Paper wasps are vespid wasps that gather fibers from dead wood and plant stems, which they mix with saliva, and use to construct water-resistant nests made of gray or brown papery material. Some types of paper wasps are also sometimes called umbrella wasps, due to the distinctive design of their nests.
The nests of most true paper wasps are characterized by having open combs with cells for brood rearing, and a ‘petiole’, or constricted stalk, that anchors the nest.Paper wasps secrete a chemical which repels ants, which they spread around the base of the anchor to prevent the loss of eggs or brood.
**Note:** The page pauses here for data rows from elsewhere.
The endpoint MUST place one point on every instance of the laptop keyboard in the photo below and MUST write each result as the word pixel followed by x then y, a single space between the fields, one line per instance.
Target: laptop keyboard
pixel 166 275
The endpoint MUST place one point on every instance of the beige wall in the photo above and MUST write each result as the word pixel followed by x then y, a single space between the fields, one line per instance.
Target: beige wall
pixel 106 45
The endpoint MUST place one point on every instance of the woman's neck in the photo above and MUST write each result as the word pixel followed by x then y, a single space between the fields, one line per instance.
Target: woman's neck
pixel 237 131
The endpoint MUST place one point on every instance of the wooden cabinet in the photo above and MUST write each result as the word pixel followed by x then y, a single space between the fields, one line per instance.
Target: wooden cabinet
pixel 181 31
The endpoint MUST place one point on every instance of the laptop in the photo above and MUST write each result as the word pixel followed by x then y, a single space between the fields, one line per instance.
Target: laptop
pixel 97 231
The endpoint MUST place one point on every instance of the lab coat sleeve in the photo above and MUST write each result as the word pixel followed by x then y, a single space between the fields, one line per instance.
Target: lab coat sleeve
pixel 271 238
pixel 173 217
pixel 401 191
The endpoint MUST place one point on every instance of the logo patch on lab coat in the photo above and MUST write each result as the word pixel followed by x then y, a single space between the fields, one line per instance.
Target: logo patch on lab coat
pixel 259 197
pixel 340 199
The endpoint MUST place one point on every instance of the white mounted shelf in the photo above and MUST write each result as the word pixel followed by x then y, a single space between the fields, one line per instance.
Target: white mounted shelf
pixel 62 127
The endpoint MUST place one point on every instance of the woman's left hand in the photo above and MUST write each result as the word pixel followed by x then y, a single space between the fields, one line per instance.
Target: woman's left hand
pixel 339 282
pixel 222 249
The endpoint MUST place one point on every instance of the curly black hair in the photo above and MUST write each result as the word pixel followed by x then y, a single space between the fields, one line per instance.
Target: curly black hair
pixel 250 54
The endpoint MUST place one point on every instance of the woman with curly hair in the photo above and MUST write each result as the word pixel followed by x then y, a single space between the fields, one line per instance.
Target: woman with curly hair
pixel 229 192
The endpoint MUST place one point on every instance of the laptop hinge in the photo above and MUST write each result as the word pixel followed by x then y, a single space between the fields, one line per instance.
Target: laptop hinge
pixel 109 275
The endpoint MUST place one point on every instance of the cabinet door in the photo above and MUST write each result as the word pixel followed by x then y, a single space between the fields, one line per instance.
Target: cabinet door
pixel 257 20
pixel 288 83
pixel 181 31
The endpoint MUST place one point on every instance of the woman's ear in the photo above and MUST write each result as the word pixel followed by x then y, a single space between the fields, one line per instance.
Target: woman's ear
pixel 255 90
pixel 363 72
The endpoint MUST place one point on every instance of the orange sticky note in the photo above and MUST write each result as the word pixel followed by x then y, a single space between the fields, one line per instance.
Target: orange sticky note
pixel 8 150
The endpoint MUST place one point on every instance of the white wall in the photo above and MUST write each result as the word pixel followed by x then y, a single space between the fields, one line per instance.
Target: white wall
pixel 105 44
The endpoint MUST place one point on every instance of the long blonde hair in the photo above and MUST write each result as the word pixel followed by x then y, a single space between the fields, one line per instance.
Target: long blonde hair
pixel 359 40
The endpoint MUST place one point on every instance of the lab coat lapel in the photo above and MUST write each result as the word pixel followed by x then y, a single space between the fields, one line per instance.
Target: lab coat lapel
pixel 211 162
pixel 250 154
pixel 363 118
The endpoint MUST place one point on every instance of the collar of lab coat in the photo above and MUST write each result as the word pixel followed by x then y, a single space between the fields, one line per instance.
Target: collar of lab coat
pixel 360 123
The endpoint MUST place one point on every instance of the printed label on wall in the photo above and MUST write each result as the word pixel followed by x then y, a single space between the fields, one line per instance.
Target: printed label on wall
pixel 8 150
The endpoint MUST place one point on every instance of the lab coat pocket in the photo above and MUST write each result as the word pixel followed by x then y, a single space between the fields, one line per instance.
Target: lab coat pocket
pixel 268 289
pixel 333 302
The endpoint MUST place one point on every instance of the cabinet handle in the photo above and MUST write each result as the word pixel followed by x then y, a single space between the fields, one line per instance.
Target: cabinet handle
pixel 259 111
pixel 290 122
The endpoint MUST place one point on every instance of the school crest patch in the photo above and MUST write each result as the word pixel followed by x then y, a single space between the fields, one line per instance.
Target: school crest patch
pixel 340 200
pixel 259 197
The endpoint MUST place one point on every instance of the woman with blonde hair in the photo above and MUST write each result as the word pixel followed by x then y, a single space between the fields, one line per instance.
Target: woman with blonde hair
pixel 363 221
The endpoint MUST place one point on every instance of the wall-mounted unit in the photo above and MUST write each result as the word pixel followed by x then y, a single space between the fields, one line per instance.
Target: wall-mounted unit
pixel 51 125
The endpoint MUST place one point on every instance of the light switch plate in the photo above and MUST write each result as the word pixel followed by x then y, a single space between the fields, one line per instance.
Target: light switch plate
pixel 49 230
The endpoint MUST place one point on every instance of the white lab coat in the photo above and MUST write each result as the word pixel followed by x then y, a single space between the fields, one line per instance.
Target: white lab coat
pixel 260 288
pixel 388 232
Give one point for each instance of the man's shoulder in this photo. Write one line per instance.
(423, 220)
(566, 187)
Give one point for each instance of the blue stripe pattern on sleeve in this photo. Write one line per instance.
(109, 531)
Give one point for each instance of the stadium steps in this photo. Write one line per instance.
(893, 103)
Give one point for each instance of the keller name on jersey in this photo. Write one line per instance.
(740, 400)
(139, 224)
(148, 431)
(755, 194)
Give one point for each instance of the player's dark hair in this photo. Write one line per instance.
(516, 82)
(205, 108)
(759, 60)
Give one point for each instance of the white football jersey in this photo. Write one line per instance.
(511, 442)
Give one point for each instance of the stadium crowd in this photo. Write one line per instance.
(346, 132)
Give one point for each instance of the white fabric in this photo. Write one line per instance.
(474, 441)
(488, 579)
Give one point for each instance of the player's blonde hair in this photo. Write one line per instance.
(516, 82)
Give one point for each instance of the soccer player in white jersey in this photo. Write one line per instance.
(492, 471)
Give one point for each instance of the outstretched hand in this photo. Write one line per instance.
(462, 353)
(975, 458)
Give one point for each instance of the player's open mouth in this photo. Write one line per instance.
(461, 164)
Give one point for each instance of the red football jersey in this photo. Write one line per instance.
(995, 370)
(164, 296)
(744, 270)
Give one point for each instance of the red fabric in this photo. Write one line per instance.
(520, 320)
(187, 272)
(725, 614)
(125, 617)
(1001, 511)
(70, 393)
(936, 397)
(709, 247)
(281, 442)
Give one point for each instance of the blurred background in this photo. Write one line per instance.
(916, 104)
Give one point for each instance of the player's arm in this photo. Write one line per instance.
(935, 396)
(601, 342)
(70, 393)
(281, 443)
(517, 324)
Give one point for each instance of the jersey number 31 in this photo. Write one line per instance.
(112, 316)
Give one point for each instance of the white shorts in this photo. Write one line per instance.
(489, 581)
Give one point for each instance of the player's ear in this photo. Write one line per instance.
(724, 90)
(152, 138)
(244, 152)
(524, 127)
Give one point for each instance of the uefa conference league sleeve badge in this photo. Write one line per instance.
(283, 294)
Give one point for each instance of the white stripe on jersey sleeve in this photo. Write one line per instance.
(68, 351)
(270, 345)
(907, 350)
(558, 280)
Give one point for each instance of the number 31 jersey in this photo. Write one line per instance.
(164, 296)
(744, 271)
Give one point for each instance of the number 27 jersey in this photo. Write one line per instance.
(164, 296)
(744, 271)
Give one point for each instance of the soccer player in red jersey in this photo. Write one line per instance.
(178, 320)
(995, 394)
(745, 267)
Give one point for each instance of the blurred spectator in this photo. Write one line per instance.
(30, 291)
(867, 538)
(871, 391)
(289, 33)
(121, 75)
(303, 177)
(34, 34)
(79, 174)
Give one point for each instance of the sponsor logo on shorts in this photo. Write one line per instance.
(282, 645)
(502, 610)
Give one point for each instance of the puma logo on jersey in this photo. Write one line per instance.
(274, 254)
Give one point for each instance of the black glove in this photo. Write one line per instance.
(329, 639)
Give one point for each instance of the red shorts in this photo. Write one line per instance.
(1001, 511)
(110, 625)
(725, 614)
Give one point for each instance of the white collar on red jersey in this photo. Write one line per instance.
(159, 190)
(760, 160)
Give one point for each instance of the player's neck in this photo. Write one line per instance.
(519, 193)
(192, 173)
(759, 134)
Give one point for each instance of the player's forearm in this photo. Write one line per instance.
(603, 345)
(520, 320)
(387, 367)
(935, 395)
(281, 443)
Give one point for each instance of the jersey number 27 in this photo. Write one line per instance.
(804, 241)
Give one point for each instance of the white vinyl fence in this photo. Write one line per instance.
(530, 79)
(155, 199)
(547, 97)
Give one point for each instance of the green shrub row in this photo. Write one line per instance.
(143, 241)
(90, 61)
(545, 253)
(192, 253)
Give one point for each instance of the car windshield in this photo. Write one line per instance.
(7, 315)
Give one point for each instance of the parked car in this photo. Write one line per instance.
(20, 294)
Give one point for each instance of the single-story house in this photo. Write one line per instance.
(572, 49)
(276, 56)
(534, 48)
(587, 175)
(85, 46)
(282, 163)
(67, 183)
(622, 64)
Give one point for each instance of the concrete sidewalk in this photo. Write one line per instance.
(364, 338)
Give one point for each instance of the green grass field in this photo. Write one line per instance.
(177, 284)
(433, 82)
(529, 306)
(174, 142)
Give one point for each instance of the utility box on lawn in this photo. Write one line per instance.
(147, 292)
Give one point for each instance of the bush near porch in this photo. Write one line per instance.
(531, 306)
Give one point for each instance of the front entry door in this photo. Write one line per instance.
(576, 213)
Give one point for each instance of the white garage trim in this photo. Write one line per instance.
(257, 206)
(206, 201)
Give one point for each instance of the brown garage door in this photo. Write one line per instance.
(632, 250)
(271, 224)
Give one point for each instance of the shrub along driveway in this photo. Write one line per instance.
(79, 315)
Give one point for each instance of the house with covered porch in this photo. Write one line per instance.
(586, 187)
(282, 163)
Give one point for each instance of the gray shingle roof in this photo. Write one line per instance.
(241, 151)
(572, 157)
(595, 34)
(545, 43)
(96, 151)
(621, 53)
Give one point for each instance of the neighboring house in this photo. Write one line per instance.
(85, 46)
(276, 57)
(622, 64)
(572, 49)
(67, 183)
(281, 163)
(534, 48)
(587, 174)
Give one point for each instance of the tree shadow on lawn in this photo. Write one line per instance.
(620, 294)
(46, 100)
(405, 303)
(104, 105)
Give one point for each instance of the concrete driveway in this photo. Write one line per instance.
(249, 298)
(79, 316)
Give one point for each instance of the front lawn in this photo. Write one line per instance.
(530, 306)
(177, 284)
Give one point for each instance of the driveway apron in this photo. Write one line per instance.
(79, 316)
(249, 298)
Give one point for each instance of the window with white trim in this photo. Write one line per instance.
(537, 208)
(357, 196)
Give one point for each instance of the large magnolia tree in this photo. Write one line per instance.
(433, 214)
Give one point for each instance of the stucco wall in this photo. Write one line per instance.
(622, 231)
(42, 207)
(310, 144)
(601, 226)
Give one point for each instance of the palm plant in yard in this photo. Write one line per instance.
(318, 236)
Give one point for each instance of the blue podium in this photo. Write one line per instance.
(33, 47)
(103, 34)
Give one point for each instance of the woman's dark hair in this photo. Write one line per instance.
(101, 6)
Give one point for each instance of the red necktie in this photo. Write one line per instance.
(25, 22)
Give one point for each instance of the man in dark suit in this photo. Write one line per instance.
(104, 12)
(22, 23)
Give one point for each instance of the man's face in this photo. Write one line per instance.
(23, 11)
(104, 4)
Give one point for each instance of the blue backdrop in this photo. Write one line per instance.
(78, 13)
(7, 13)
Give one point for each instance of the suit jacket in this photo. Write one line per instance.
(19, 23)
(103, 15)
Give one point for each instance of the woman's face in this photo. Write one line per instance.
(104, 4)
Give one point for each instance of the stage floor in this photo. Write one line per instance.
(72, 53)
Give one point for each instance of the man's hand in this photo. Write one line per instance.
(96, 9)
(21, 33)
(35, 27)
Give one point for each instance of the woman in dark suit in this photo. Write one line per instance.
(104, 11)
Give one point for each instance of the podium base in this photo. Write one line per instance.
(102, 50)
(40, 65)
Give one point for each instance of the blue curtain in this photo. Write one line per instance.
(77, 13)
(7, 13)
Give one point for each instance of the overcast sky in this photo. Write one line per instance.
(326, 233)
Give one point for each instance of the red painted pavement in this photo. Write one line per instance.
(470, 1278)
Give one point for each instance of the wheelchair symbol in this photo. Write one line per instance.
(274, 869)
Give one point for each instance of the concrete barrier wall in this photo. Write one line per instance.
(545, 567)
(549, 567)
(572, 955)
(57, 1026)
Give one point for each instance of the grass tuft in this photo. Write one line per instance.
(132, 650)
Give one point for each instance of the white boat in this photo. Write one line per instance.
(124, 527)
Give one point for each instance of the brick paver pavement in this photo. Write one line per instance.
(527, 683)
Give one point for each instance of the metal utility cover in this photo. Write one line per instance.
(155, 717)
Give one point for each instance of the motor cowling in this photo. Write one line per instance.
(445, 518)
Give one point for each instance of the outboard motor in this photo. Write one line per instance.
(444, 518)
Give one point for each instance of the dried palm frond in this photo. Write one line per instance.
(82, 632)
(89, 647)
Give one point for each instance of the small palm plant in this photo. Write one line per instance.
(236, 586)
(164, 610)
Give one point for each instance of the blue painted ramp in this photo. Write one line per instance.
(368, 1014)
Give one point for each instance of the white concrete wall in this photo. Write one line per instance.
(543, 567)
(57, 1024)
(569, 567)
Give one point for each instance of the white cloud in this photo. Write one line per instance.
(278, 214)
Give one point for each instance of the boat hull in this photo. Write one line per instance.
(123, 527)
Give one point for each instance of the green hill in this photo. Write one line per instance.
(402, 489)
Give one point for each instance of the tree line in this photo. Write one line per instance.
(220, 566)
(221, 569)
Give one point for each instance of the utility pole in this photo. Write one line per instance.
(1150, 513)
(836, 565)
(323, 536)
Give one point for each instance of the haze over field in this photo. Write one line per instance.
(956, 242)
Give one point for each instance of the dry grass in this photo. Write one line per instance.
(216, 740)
Most social wasps of the family Vespidae make nests from paper, but some stenogastrine species, such as Liostenogaster flavolineata, use mud. A small group of eusocial crabronid wasps, of the genus Microstigmus (the only eusocial wasps outside the family Vespidae), also constructs nests out of chewed plant fibers, though the nest consistency is quite different from those of true paper wasps, due to the absence of wood fibers, and the use of silk extruded by female wasps to bind the fibers.
Nests can be found in sheltered areas, such as the eaves of a house, the branches of a tree, on the end of an open pipe, or on an old clothesline. Some species, such as Ropalidia romandi, will vary their nest architecture depending on where they build their nest.
Three species of Polistes are obligate social parasites, and have lost the ability to build their own nests, and are sometimes referred to as “cuckoo paper wasps”. They rely on the nests of their hosts to raise their brood.